The US Treasuries traded narrowly mixed Wednesday as investors await the Federal Reserve policymakers’ speech during a relatively quiet trading session. The yield on the benchmark 10-year Treasury note fell ½ basis point to 1.537 percent, the yield on 5-year note remained steady at 1.122 percent and the yield on short-term 2-year note rose ½ basis point to 0.738 percent by 12:20 GMT.
On Tuesday, the August ISM estimate of United States national non-manufacturing conditions revealed downward pressure in the composite index reading to 51.4 (lowest since January 2010), versus the unrevised 55.5 reading that occurred in July. This comes in below market expectations for a 55.0 result.
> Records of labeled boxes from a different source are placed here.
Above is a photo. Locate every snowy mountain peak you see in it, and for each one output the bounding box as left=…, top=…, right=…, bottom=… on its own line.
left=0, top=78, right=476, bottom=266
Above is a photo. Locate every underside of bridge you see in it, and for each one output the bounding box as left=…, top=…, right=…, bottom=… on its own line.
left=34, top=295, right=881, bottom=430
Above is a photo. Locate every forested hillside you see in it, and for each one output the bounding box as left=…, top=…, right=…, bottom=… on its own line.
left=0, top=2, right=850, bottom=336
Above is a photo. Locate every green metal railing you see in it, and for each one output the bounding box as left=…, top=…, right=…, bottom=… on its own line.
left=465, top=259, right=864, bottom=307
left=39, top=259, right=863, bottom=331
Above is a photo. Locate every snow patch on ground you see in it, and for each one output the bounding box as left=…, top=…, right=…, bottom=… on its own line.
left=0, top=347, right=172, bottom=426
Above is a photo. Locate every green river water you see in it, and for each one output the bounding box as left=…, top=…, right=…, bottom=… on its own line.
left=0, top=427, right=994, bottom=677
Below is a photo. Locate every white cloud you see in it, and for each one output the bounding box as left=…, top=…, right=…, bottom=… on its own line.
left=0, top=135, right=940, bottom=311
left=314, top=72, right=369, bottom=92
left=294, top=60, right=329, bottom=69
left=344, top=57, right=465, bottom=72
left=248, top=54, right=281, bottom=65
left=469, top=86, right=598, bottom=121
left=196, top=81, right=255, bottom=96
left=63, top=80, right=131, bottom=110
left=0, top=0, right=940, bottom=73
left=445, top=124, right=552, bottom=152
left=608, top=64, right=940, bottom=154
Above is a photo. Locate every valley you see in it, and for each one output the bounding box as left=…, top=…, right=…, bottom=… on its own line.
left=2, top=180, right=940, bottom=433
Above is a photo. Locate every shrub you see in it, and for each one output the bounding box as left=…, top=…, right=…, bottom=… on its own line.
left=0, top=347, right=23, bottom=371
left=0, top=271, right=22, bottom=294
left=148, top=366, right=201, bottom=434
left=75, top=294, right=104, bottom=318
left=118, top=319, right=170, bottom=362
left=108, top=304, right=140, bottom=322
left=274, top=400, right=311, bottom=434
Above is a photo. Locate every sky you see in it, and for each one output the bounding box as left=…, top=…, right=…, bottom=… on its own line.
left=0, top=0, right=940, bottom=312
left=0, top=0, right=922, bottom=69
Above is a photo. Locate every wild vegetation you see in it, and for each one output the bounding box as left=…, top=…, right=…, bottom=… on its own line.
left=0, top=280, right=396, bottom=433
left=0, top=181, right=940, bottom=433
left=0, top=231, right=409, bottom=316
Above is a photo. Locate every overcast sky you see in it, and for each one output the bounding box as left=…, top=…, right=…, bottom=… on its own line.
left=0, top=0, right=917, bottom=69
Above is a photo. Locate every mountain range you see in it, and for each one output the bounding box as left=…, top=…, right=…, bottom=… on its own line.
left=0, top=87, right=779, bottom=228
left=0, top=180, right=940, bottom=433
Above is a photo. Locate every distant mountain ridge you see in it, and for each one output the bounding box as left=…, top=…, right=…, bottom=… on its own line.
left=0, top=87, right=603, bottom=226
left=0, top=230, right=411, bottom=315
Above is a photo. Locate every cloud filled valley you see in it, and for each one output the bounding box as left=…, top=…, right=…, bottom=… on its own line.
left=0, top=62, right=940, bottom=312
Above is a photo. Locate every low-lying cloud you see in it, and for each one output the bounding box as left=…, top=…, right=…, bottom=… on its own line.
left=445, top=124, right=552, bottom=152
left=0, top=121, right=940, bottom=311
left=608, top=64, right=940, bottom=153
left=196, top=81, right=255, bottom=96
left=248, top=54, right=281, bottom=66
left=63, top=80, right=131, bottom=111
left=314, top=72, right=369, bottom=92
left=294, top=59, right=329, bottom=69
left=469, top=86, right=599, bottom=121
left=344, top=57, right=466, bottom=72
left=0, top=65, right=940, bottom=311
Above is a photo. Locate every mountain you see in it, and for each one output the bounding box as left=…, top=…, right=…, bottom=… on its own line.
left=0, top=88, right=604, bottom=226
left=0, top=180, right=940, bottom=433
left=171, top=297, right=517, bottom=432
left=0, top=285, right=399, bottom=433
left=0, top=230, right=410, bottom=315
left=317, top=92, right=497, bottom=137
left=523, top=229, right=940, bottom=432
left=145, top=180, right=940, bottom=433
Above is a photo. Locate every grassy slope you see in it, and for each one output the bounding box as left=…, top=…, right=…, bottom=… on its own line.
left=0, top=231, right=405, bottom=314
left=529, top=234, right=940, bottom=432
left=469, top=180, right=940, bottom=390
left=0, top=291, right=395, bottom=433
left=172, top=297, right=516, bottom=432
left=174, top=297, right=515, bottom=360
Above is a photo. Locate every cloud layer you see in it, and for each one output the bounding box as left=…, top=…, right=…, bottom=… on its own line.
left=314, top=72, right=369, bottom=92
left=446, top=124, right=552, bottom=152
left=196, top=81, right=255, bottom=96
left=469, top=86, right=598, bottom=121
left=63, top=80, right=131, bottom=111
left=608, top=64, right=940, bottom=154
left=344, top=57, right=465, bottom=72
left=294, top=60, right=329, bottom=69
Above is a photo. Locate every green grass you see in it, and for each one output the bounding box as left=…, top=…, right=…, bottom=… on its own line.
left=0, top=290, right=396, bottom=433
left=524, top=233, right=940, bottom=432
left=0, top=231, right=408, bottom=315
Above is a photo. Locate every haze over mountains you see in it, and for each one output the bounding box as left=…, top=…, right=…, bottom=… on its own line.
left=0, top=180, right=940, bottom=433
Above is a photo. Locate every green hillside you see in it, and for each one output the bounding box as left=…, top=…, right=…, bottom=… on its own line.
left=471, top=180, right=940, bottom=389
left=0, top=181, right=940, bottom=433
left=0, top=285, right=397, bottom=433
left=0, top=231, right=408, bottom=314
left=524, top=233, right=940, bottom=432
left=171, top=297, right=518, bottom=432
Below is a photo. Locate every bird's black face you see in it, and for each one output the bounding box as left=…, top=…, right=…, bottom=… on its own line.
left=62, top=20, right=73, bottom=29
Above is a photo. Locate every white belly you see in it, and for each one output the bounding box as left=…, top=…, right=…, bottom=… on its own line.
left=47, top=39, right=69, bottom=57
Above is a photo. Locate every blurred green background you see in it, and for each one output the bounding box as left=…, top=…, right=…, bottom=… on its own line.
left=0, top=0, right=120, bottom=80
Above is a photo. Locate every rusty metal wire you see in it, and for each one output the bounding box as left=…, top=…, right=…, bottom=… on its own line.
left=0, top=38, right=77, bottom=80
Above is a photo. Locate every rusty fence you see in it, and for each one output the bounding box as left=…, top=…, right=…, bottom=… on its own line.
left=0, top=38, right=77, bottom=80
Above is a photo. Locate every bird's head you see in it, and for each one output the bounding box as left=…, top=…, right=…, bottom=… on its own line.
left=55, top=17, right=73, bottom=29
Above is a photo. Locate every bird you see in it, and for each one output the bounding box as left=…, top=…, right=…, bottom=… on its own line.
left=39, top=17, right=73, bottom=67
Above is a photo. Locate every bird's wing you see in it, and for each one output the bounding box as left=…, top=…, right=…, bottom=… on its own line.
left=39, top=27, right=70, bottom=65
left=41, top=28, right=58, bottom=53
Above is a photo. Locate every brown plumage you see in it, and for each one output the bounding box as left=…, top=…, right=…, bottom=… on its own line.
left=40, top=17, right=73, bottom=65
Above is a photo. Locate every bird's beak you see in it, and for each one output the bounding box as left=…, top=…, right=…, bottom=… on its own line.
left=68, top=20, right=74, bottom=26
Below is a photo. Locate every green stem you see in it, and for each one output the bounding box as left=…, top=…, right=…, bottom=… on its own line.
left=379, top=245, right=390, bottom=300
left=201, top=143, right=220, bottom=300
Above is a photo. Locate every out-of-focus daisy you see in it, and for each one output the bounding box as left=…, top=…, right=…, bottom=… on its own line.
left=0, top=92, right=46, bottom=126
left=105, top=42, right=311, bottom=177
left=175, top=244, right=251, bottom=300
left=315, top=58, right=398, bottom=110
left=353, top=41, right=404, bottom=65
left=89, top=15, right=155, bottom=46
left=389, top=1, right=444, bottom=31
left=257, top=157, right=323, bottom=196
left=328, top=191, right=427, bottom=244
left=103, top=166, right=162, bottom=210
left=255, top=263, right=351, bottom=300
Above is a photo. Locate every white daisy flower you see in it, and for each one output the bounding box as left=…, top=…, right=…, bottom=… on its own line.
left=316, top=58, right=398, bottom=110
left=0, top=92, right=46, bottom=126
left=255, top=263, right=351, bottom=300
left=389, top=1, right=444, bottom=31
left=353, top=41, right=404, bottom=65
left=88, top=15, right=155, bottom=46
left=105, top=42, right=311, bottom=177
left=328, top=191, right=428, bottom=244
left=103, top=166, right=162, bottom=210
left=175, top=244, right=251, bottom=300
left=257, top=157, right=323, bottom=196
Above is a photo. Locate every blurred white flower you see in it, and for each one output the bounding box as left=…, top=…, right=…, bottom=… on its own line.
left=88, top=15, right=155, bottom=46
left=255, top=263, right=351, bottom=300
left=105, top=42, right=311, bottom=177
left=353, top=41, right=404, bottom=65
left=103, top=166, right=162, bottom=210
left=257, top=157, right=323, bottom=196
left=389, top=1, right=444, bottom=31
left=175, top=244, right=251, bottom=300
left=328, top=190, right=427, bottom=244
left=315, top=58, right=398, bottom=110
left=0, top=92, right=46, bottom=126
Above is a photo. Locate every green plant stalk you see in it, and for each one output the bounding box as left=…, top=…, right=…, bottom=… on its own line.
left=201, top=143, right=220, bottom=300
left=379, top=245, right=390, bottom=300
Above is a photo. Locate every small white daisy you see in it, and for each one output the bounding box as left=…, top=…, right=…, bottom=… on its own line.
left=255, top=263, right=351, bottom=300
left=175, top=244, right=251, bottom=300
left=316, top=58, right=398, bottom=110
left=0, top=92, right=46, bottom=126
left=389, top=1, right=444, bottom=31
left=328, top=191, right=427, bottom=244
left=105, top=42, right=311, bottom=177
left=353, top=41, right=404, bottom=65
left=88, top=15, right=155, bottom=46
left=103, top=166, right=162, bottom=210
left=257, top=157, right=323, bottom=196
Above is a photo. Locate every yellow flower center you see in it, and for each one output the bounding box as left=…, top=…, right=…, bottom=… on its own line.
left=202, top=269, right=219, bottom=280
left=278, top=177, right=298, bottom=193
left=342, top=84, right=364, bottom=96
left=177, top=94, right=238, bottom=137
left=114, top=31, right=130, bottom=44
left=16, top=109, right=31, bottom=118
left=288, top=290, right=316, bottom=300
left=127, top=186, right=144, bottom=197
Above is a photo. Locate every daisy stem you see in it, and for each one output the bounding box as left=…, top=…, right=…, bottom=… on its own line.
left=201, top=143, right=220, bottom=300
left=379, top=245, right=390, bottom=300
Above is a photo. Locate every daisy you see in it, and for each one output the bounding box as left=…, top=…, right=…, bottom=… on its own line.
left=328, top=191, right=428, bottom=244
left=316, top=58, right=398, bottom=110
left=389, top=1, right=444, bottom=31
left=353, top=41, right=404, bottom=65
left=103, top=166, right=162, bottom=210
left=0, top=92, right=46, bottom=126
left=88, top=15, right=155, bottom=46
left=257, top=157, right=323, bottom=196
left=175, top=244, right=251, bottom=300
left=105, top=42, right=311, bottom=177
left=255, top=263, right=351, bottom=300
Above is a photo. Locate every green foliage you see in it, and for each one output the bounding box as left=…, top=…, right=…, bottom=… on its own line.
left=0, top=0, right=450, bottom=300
Last week, the August Labor Department employment situation report revealed a weaker +151k increase in non-farm payrolls, below market expectations for a +180k increase, as compared to the revised +275k result that occurred in July (previous was +255k).
This comes alongside no change in the unemployment rate at 4.9 percent, above expectations for a 4.8 percent result. Despite the weaker than expected headline result, this report shows lingering support for employment conditions.
Nevertheless, maintained improvement needs to be seen in order to alleviate caution on behalf of the FOMC regarding concerns elsewhere. Hence, we see this result as likely to provide enough weight to support the Fed leaving rates unchanged at the September FOMC meeting.
Meanwhile, the S&P 500 Futures traded 3 points lower at 2,182 by 12:20 GMT.